I felt like some sort of lab rat being grotesquely tortured, completely incapable of understanding the overarching purpose for having electrodes attached to my miniature nipples. I was shaking at this point, my fists balled, my pupils dilated, and my feet twitching in fight or flight response. They asked me some benign questions and things slowed down a little bit. The adrenaline slowly wore off and I sat in a post-ictal state as they talked more about the specifics of the Personal Banker position. I peered out at the glimmering SUVs backed up behind a red light. I observed a woman talking on her phone in one car, looking absolutely crazy as she gesticulated in the absence of context. I alternatingly glanced at the desk, at these people, at my shoes.

‘Are you motivated by financial incentives?’ A bald man officiously squaring a stack of papers over and over again asks me.

‘I don’t think so, no not really. Well….I mean… it depends. I want to earn some money.’ I couldn’t lie, the fear had evaporated. It all fell apart, but the honesty was a release. I knew the job was lost at this moment. I view my general indifference to pecuniary remuneration as a virtue, yet what I had just said was tantamount to confessing to a battery of priests that you don’t believe in god. These people lived for money, they worshiped it. There was no other reason they would work within this nightmare.

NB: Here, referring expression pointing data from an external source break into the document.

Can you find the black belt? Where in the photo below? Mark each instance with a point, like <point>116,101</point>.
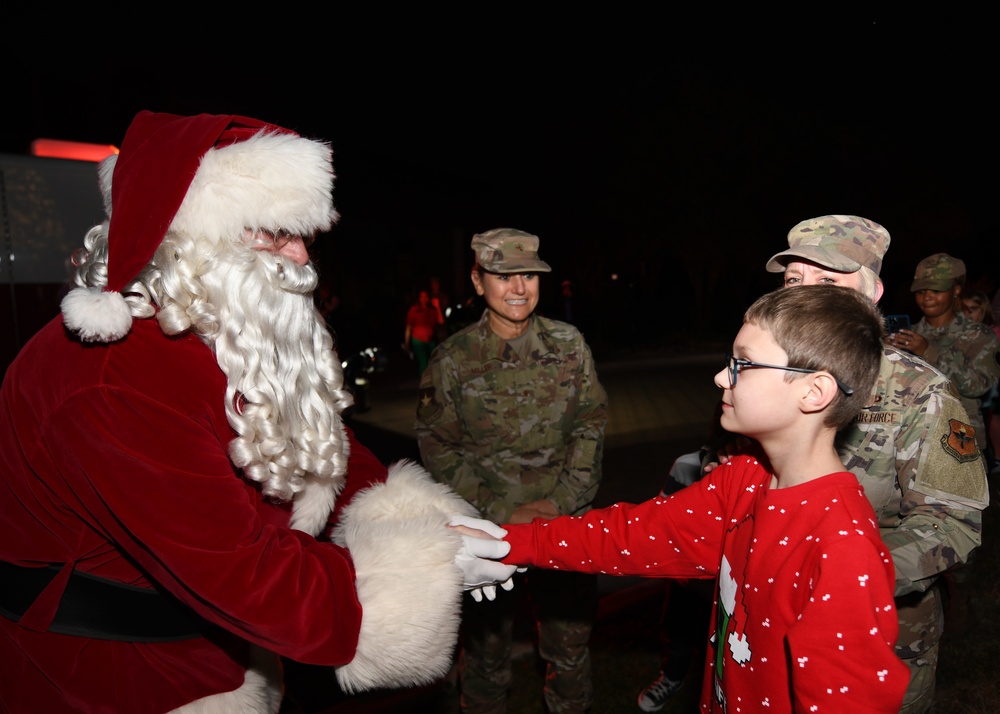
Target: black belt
<point>99,608</point>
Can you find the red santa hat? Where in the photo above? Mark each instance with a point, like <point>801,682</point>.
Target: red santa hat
<point>207,175</point>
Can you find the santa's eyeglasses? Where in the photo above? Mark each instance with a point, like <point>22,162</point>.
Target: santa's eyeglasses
<point>279,238</point>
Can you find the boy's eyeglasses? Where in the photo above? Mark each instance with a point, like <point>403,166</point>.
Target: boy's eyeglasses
<point>735,364</point>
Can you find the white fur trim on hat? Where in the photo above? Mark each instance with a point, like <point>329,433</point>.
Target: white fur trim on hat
<point>269,181</point>
<point>95,315</point>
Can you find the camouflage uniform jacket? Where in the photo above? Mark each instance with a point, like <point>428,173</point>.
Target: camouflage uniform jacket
<point>925,477</point>
<point>968,352</point>
<point>503,430</point>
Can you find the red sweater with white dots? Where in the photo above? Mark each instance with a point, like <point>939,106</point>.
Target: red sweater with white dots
<point>804,618</point>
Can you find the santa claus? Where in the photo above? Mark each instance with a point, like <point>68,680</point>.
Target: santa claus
<point>182,503</point>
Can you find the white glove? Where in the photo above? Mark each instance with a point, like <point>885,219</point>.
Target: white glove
<point>478,559</point>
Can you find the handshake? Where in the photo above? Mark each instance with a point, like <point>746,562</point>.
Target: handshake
<point>479,557</point>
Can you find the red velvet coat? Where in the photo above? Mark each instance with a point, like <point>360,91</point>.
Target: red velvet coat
<point>113,460</point>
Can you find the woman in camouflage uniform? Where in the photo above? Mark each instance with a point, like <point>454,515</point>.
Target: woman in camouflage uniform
<point>965,350</point>
<point>512,416</point>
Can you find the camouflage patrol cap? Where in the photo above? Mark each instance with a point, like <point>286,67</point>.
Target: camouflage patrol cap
<point>937,272</point>
<point>508,250</point>
<point>841,243</point>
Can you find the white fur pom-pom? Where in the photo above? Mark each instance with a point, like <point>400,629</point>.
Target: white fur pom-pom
<point>95,315</point>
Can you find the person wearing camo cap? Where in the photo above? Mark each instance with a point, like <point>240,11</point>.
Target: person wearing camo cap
<point>512,416</point>
<point>965,350</point>
<point>908,448</point>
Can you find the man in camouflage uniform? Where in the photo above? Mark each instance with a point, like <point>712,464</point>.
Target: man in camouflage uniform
<point>965,350</point>
<point>512,417</point>
<point>926,481</point>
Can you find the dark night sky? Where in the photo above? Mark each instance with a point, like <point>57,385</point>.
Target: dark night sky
<point>678,153</point>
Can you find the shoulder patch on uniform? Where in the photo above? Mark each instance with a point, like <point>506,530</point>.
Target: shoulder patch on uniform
<point>960,441</point>
<point>428,408</point>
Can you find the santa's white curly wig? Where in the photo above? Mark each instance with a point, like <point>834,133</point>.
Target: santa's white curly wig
<point>180,198</point>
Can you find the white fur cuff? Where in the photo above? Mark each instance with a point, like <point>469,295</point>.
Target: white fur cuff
<point>407,580</point>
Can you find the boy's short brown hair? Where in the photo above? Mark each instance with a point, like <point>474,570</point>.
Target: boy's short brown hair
<point>830,328</point>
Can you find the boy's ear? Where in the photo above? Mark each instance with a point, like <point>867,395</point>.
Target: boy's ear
<point>822,390</point>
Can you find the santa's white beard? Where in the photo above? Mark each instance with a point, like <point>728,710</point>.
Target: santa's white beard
<point>285,391</point>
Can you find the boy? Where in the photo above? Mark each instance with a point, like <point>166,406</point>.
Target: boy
<point>804,618</point>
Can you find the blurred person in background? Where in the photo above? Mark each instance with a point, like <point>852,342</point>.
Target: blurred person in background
<point>423,320</point>
<point>976,306</point>
<point>968,352</point>
<point>512,417</point>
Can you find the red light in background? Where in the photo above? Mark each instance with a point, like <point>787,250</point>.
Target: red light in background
<point>76,150</point>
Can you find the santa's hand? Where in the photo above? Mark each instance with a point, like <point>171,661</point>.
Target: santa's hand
<point>478,559</point>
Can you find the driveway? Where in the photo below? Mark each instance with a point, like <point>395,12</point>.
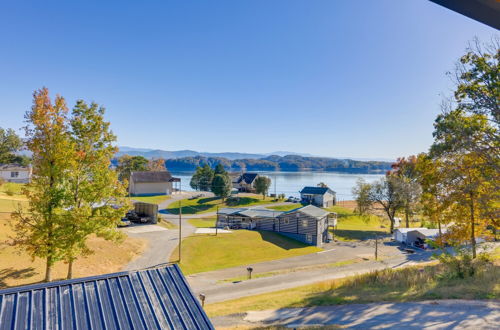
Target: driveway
<point>301,270</point>
<point>440,314</point>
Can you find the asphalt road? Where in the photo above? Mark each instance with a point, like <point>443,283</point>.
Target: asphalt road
<point>441,314</point>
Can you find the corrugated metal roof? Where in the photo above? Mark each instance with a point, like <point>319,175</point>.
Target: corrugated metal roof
<point>311,210</point>
<point>151,176</point>
<point>147,299</point>
<point>316,190</point>
<point>257,212</point>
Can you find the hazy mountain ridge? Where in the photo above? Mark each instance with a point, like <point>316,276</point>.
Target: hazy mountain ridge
<point>157,153</point>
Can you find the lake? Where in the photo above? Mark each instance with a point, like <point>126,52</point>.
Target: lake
<point>290,183</point>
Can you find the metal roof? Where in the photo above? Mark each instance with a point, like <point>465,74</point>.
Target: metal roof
<point>310,210</point>
<point>147,299</point>
<point>485,11</point>
<point>151,176</point>
<point>260,212</point>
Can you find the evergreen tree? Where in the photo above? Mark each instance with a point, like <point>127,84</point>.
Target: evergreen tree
<point>40,231</point>
<point>262,184</point>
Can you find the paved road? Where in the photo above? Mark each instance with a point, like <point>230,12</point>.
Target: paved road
<point>161,243</point>
<point>441,314</point>
<point>210,283</point>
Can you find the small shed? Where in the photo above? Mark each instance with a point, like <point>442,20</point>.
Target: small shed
<point>147,209</point>
<point>157,298</point>
<point>400,234</point>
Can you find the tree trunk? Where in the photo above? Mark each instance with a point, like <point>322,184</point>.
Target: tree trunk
<point>70,269</point>
<point>472,226</point>
<point>48,270</point>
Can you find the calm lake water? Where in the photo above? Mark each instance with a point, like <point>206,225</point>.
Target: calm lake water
<point>290,183</point>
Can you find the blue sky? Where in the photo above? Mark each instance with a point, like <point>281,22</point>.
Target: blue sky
<point>332,78</point>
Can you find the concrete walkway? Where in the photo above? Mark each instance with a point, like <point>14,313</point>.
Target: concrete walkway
<point>439,314</point>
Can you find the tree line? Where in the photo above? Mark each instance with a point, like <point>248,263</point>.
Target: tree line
<point>219,181</point>
<point>455,183</point>
<point>278,163</point>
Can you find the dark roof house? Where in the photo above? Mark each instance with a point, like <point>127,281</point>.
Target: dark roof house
<point>143,183</point>
<point>147,299</point>
<point>319,196</point>
<point>150,176</point>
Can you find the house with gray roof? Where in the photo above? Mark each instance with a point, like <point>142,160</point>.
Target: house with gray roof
<point>156,298</point>
<point>319,196</point>
<point>307,224</point>
<point>149,183</point>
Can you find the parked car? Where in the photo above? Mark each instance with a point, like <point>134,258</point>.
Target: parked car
<point>124,222</point>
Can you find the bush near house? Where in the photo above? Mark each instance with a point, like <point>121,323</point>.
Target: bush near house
<point>241,247</point>
<point>407,284</point>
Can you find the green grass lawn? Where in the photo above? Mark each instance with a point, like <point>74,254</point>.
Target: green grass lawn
<point>204,205</point>
<point>203,222</point>
<point>201,253</point>
<point>352,227</point>
<point>407,284</point>
<point>11,205</point>
<point>14,188</point>
<point>156,199</point>
<point>285,208</point>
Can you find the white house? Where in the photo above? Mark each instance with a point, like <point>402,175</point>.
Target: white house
<point>15,173</point>
<point>148,183</point>
<point>319,196</point>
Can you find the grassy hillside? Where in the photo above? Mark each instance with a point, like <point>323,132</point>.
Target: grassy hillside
<point>407,284</point>
<point>204,205</point>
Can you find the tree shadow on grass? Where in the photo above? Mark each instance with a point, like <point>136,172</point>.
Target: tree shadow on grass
<point>17,274</point>
<point>358,234</point>
<point>283,242</point>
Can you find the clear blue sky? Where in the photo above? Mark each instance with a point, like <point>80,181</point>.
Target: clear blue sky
<point>332,78</point>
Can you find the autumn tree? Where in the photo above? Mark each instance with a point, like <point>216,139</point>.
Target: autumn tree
<point>39,230</point>
<point>262,184</point>
<point>362,194</point>
<point>431,176</point>
<point>202,178</point>
<point>408,187</point>
<point>95,195</point>
<point>385,193</point>
<point>128,164</point>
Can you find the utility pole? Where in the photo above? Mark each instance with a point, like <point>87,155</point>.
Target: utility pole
<point>275,196</point>
<point>180,230</point>
<point>216,220</point>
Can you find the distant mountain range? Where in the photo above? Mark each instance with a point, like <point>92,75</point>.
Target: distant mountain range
<point>188,160</point>
<point>165,154</point>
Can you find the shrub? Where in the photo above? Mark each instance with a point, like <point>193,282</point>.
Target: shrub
<point>461,264</point>
<point>9,189</point>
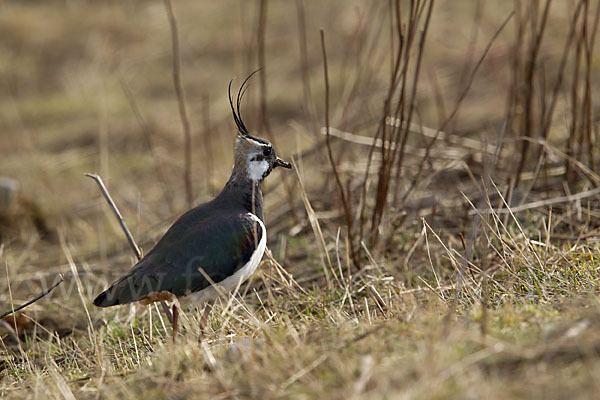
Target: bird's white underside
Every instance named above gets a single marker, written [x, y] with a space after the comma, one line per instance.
[257, 169]
[240, 276]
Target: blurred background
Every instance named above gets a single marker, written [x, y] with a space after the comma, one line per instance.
[87, 86]
[412, 275]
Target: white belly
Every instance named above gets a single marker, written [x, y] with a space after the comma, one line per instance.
[240, 276]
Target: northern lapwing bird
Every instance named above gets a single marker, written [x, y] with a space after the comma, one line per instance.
[220, 242]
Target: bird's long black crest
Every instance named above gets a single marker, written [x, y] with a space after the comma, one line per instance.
[237, 115]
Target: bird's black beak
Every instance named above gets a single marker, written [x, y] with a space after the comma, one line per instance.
[280, 163]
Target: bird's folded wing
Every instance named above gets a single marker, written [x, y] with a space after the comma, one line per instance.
[217, 246]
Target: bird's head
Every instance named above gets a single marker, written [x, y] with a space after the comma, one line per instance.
[254, 156]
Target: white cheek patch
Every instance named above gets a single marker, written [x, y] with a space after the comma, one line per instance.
[257, 169]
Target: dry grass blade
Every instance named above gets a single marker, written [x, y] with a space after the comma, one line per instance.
[183, 113]
[38, 297]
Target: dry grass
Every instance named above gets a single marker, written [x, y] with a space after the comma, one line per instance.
[475, 267]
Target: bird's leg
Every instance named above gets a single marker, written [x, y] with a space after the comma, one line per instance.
[175, 320]
[204, 320]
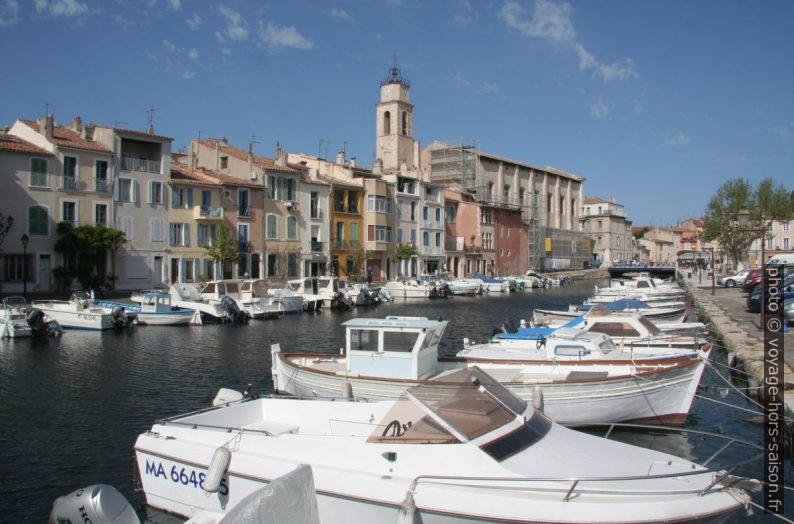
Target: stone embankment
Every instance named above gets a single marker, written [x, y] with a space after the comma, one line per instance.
[738, 330]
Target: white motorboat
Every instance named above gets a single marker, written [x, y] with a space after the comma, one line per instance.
[407, 288]
[464, 450]
[155, 309]
[306, 289]
[383, 357]
[80, 312]
[256, 298]
[14, 318]
[465, 286]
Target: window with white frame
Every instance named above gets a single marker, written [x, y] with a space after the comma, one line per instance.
[292, 228]
[69, 212]
[101, 214]
[272, 226]
[379, 204]
[38, 173]
[157, 229]
[156, 192]
[38, 221]
[125, 191]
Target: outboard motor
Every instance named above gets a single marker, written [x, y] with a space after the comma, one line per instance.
[120, 319]
[41, 325]
[98, 503]
[233, 310]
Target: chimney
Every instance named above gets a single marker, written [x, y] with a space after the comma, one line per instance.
[46, 124]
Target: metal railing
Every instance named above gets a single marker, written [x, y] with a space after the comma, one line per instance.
[69, 182]
[102, 185]
[129, 163]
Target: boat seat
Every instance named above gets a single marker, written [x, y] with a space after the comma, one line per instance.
[273, 427]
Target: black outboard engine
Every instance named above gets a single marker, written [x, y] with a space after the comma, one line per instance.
[233, 310]
[41, 325]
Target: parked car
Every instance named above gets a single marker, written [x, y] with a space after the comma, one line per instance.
[734, 280]
[754, 299]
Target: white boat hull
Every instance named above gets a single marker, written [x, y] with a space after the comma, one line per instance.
[660, 397]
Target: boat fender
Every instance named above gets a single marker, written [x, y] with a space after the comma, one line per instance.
[226, 396]
[217, 469]
[95, 504]
[537, 398]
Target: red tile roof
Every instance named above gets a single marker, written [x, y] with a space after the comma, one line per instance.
[65, 137]
[260, 161]
[15, 144]
[133, 132]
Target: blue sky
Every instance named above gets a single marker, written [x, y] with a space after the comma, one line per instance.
[656, 103]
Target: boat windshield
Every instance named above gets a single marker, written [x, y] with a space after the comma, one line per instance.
[14, 303]
[457, 407]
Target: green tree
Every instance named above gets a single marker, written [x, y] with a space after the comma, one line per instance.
[768, 201]
[223, 249]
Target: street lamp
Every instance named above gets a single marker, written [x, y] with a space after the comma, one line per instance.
[744, 221]
[25, 240]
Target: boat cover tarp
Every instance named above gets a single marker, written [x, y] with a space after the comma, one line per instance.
[534, 333]
[618, 305]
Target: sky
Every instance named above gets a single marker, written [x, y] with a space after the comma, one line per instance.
[655, 103]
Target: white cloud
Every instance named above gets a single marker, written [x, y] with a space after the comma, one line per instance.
[464, 14]
[549, 20]
[56, 8]
[599, 108]
[488, 88]
[275, 37]
[457, 81]
[679, 139]
[236, 29]
[341, 14]
[194, 22]
[9, 12]
[552, 21]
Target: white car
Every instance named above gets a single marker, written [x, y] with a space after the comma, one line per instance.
[734, 280]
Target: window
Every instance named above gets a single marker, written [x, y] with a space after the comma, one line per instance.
[379, 204]
[69, 213]
[314, 204]
[379, 233]
[292, 228]
[292, 265]
[101, 214]
[18, 267]
[38, 172]
[272, 226]
[125, 190]
[156, 229]
[243, 203]
[451, 212]
[38, 221]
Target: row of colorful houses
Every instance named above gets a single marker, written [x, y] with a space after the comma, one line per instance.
[291, 215]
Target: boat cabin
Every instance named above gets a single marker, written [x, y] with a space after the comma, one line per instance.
[393, 347]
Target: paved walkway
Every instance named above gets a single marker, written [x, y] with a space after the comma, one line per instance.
[728, 315]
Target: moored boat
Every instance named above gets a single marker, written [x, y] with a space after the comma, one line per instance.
[461, 450]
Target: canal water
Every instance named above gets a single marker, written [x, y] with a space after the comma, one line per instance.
[71, 408]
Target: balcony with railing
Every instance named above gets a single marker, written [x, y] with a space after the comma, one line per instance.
[102, 185]
[129, 163]
[207, 213]
[70, 183]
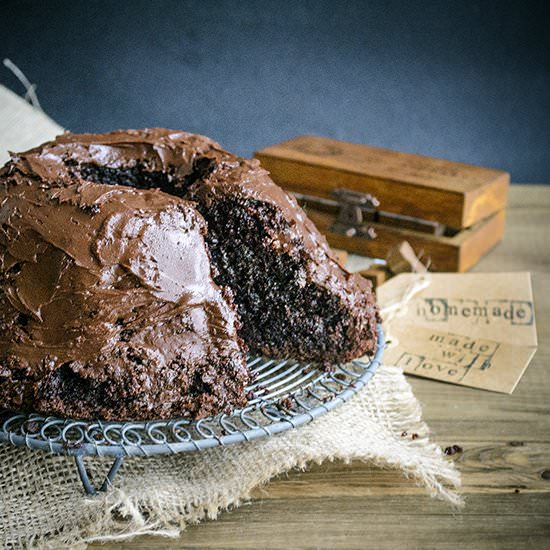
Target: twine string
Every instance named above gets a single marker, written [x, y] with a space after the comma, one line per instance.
[30, 89]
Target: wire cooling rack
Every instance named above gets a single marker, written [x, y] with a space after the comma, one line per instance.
[284, 394]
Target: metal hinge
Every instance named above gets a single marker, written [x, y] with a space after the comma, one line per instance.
[355, 209]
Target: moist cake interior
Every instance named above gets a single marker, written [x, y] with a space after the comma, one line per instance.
[239, 235]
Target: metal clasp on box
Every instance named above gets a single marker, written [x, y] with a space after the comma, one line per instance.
[355, 209]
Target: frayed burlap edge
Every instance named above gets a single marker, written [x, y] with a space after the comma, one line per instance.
[161, 496]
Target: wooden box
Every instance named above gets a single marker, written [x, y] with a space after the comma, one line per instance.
[451, 213]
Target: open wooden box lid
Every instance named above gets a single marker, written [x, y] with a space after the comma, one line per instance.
[450, 193]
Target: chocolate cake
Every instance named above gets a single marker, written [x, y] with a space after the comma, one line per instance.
[137, 267]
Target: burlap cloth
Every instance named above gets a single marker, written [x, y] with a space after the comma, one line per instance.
[42, 501]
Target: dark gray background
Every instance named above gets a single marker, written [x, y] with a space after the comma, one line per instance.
[469, 81]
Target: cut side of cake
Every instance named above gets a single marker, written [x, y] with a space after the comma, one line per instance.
[138, 267]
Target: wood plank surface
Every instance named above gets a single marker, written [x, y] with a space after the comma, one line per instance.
[505, 464]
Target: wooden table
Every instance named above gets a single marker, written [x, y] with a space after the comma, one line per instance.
[505, 465]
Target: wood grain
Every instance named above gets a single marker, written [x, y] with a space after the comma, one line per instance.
[455, 194]
[506, 441]
[457, 253]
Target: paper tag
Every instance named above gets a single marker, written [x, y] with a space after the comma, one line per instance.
[475, 329]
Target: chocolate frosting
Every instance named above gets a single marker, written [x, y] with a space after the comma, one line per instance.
[93, 273]
[113, 283]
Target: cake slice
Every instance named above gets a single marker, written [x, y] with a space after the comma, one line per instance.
[137, 267]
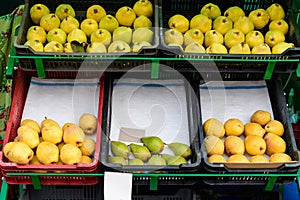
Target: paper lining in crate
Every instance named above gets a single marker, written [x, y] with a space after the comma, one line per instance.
[240, 99]
[63, 100]
[138, 107]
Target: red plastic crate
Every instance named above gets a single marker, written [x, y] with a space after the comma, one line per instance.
[19, 99]
[296, 129]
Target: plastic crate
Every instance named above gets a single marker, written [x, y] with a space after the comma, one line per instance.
[279, 108]
[296, 129]
[69, 63]
[19, 99]
[250, 62]
[193, 123]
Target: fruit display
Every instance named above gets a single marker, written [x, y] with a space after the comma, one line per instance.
[149, 152]
[229, 31]
[49, 143]
[258, 141]
[63, 29]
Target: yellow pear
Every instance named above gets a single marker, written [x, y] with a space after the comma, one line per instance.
[234, 126]
[52, 134]
[213, 126]
[125, 16]
[213, 145]
[275, 144]
[255, 145]
[261, 117]
[238, 158]
[201, 22]
[18, 152]
[28, 136]
[70, 154]
[216, 159]
[234, 13]
[275, 126]
[143, 7]
[258, 159]
[275, 11]
[234, 145]
[254, 129]
[280, 157]
[47, 153]
[32, 124]
[179, 22]
[73, 135]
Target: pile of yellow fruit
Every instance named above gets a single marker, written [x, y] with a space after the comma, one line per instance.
[233, 32]
[150, 153]
[258, 141]
[127, 31]
[48, 143]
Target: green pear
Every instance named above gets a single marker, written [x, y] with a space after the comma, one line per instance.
[37, 11]
[232, 37]
[194, 48]
[142, 34]
[58, 35]
[77, 35]
[64, 10]
[142, 21]
[36, 45]
[216, 48]
[109, 23]
[120, 149]
[234, 13]
[125, 16]
[118, 46]
[154, 143]
[122, 33]
[261, 49]
[254, 38]
[273, 37]
[156, 160]
[179, 22]
[222, 24]
[68, 24]
[54, 46]
[173, 36]
[174, 160]
[259, 18]
[280, 25]
[275, 11]
[180, 149]
[280, 47]
[193, 35]
[117, 160]
[95, 12]
[136, 47]
[141, 152]
[88, 26]
[101, 35]
[135, 161]
[143, 7]
[244, 24]
[49, 21]
[213, 36]
[240, 48]
[211, 10]
[202, 22]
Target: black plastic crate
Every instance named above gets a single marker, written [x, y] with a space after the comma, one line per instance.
[225, 62]
[74, 61]
[193, 124]
[279, 109]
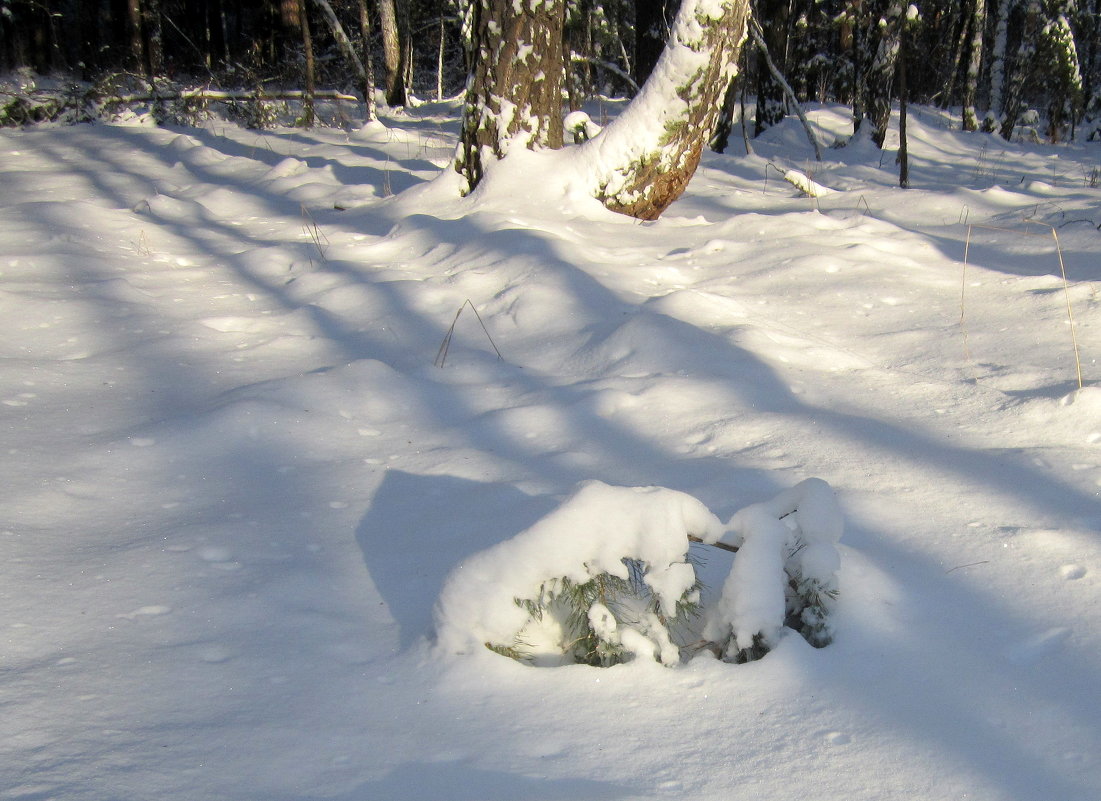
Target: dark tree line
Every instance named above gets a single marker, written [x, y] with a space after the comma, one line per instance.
[995, 59]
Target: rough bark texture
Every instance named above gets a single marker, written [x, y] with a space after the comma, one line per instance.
[394, 47]
[881, 74]
[514, 95]
[647, 164]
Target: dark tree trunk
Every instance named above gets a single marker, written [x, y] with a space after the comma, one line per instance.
[770, 94]
[973, 65]
[394, 46]
[651, 30]
[505, 99]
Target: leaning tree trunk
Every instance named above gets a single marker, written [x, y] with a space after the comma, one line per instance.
[643, 161]
[514, 95]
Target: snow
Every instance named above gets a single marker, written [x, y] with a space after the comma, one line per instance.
[589, 534]
[235, 483]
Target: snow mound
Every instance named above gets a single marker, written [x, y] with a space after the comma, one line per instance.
[519, 599]
[591, 533]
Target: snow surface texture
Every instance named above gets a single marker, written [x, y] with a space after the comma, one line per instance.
[233, 482]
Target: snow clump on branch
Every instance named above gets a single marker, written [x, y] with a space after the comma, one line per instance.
[607, 578]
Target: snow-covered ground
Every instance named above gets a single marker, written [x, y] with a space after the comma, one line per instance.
[233, 480]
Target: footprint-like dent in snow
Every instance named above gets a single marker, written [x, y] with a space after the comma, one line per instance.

I walked out of the sterile box into the afternoon sun with new knowledge about myself and the world. Thank you Chase Bank for changing my life. I went home and bought a plane ticket to Mexico that left a few days later. I have never put that suit on again, it currently serves as moth food in some unknown closet.

I am certain that some will read this and perceive me as selfish, privileged, shortsighted, a shirker of duties, an addled mind detached from reality, a bum, naïve. In response: you can take whatever path you would like, but I have chosen a different path, something that can probably be gathered from this strange collection of writing seemingly devoid of purpose. I have had to struggle, but I have found profound happiness and tranquility. I have chosen to make time to sit in the sun, to enjoy my food, to walk, to meditate, to meaningfully converse, to make sumptuous food, to travel, to read, to write, to learn for learning’s sake, to make love, to challenge myself. I watch the frenzied pace of society with the utmost mirth.

I have made the effort to live the life that I want to lead in a world that increasingly seems to strive to make this more difficult.

We can never perceive where the path that we chose to walk will take us, the end is only an illusion, yet we can make decisions in each moment that will continue taking us down the path that we would like to walk. The radiantly profound moments drawing one onward, happiness is found in moments that pass as we walk the path, not in an end or in abstraction. I find my life expanding, flowering with each passing day. I chose this path with full consciousness and all of my heart.

There seem to be few dissenters bothering to speak over the din; I am writing to elucidate that it is an individual’s choice how they lead their life. I am exhorting you to sit down and take the time to figure out what your values are and examine to what degree you are living in accordance with them. You only have so many moments left.